If blackthorn is the wood of the modern Irish stick, oak is the wood of the older one. The shillelagh takes its name, on one of the two competing etymologies, from the village and barony of Shillelagh in County Wicklow — and what the village was famous for, before it gave its name to a stick, was its oak forests. The original shillelaghs, in the Wicklow tradition that is preserved in the place-name etymology, are oak.
The pair makes sense once you see them next to each other. Blackthorn is small, dark, dense, and rare in any one piece longer than three feet. Oak is large, mid-toned, slightly less dense, and available in any length you want. A blackthorn stick is what comes out of a hedgerow; an oak stick is what comes out of a wood. Both have been used in Ireland for at least three hundred years. Both, in the right hands, finish to something that lasts a lifetime.

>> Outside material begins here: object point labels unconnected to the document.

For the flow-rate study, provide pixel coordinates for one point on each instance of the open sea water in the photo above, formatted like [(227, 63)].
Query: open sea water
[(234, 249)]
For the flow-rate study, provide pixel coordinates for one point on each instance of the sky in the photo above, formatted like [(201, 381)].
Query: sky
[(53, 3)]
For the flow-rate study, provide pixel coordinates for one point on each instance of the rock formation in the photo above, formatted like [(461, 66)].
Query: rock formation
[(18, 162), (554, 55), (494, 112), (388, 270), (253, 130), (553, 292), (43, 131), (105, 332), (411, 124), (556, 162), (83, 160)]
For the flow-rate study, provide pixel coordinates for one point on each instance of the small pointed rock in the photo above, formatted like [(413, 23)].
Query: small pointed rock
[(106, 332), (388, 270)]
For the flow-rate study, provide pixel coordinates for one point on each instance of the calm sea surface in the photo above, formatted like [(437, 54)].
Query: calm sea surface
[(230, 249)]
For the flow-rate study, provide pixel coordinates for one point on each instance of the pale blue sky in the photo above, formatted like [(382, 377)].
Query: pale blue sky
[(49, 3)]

This is what a maker would tell a reader to know about oak.
Quick reference
| Common names | Pedunculate oak (English oak), sessile oak (durmast oak) |
| Binomial | Quercus robur L.; Quercus petraea (Matt.) Liebl. |
| Family | Fagaceae (beech family) |
| Native range | Most of Europe; widespread across Britain and Ireland |
| Habit | Large deciduous tree, 20–40 m at maturity, long-lived (300–800 years not uncommon) |
| Bark | Grey-brown, deeply fissured on mature trees; smoother on young growth |
| Leaves | Lobed, 7–14 cm long; robur has short stalks (almost sessile) but stalked acorns; petraea has stalked leaves but sessile acorns |
| Acorns | 2–4 cm long, in shallow cups; September–November |
| Wood density | ~700–760 kg/m³ at 12% MC |
| Janka hardness | ~5,000 N (1,120 lbf), comparable to American white oak |
Two species
The British and Irish oak is, for practical purposes, two species that hybridise where they meet. Pedunculate oak (Quercus robur) is the lowland tree of heavy clay and lower-altitude woods; sessile oak (Quercus petraea) is the upland tree of thinner soils and higher ground. They are very close cousins — the wood of the two is essentially indistinguishable in the workshop — and both are found across Ireland.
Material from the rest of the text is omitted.